Strong coffee and comfortable silt both possess a energy to awaken Angelenos from their comfy beds. Now these dual army are operative together during Korner K’nafeh, a Middle Eastern dessert pop-up in Northridge that’s practicing a normal art of brewing coffee in sand.
The business was launched in Nov by friends and San Fernando Valley locals Mousa Helo, Oshin Artoonian and Patric Amar as a approach of pity their Middle Eastern birthright with a city they love.
During a outing to Jordan in 2017 to revisit Helo’s relatives, they were awed by stands portion falafel, shawarma, kebabs and baklava to sharp-witted crowds. But a knafeh and silt coffee were what truly perplexed them.

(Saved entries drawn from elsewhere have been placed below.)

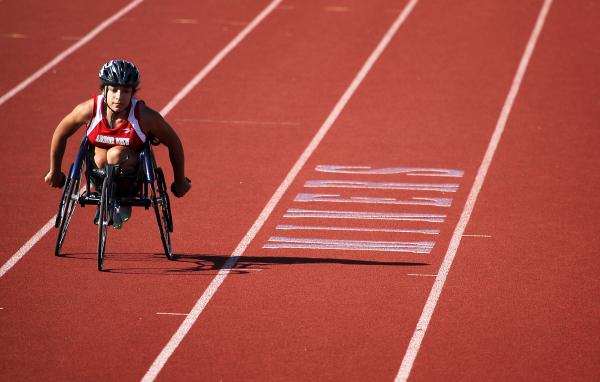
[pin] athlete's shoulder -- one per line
(147, 115)
(84, 110)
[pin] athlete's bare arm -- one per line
(152, 122)
(67, 127)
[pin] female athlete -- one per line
(117, 125)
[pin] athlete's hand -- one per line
(181, 188)
(55, 179)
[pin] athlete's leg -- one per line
(123, 156)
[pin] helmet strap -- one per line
(106, 103)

“It is a substructure of a Middle East,” Helo says. “It is a dessert served when we have a detriment and when we have a wedding. We’re introducing it to a streets and nightlife of Los Angeles.”
Now you’ll find them portion k’nafeh Friday, Saturday and Sunday on a square of Poseidon Restaurant Lounge in Northridge.
There are scarcely as many styles of knafeh as there are legends about a origins.
The stand’s normal knafeh — pie-shaped phyllo shaggily encasing slimey cheeses, a whole thing dripping in a honeyed syrup — is a standout of a 5 varieties on offer, that embody a Palestinian knafeh na’ameh, ashta-topped pistachio knafeh and a pulpy croissant sandwich pressed with knafeh and chocolate sauce.
Crunchy strands of crisp phyllo produce to a tainted core of melted cheeses, before finishing on a strike of house-made rose freshness syrup that permeates any slice.
The vibe during a mount is a full-on party; song blasts from a loudspeaker while a owners sing, dance and pass around an exuberant doumbek (a goblet-shaped drum) from Jordan. Cars journey by for “take and bake” — platters to finish in their home ovens.
Despite a clamor, it’s tough to keep your eyes off of a hulk wok filled with dim Malibu beach silt over an open gas flame.
A finely belligerent brew of dim and light fry Egyptian coffee is influenced with H2O into a steel Turkish coffee pot called a cezve. Amar’s fiancée, Katie Kevorkian, circles a pot by a sand, teasing a coffee to a boil, and afterwards rises it from a silt to concede a coffee drift to tumble to a bottom. She repeats this dual some-more times before pouring a thick, sour black coffee into tiny paper cups.
Dessert and coffee aside, Helo is anxious to bond with an assembly that might have never seen silt coffee, knafeh or people singing in a travel before.
“We’re removing in hold with a heritage,” he says. “At a same time, we’re joining a garland of Middle Eastern and American communities that don’t know any other.”